My job, life, and everything else.
Just a year and a half in, my job has me in a deep state of depression at work lack of hope that it will get better. I feel like I have gone above and beyond expectations and have been told I have even kept a project worth millions on track. All this while going 15 months with no raise and no hope of promotion. All I can think about is leaving but then I get home and dread going back in the morning. I’ve been told by multiple people that they or the people that they have talked to absolutely want to hire me but budget concerns, and experience are an issue. Oh well. My wife works night so it was easy to turn to alcohol a little more than I should but luckily I can control it unlike some. I just have a beer or two every couple nights because I enjoy the taste. I started playing hockey on Tuesdays to help with the boredom/frustration so that’s been a good release. Just hoping to get more ice time now.

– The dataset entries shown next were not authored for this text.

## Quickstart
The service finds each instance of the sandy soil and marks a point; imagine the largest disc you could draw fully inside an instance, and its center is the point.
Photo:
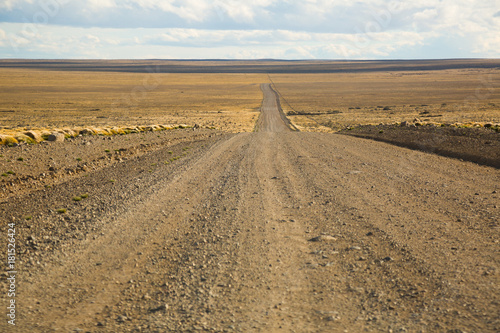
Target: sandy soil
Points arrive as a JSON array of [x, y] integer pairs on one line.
[[272, 231], [478, 145]]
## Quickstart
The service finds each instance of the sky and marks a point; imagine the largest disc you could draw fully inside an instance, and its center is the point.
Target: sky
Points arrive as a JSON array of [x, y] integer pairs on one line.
[[249, 29]]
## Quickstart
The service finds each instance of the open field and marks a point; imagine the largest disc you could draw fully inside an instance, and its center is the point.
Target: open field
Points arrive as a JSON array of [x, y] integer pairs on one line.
[[56, 99], [267, 230], [349, 99]]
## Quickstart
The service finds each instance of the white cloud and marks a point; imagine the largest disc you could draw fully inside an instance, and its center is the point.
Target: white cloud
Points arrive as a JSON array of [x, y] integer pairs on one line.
[[271, 28]]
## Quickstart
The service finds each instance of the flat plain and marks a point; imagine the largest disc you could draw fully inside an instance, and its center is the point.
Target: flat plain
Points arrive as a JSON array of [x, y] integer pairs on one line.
[[253, 226]]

On the automotive writing side, everything is really looking up. RFD has treated me well enough that a connection made through there has gotten me a paying freelance gig. It’s with a well known online publication but I am waiting to announce it as official until an article is published and I get paid. I have talked with some others and they seem interested, but I need to wait for the budgets to come through and the right stories to come up. I should be getting some Mercedes pressers here soon though so that’s fun!
The greyhounds are great, the wife is great, I own a fun car I really enjoy driving, and we’re in a pretty good position financially. I really can’t complain that life is not good, I just wish the place I spend 1/2 my waking time wasn’t enveloping the rest of my life.
If anyone read this far thanks. Oppo is such a great community where I have met many of my best friends. I’ve done drives with Oppo members, I text Oppo members everyday, I play trivia with an Oppo member everyday, I’ve even had Oppo peeps stay in my house on multiple occasions(I see you E90M3 and underSTeerenthusiast). Thank you all for always being there for me and everyone else that just needs a place to vent.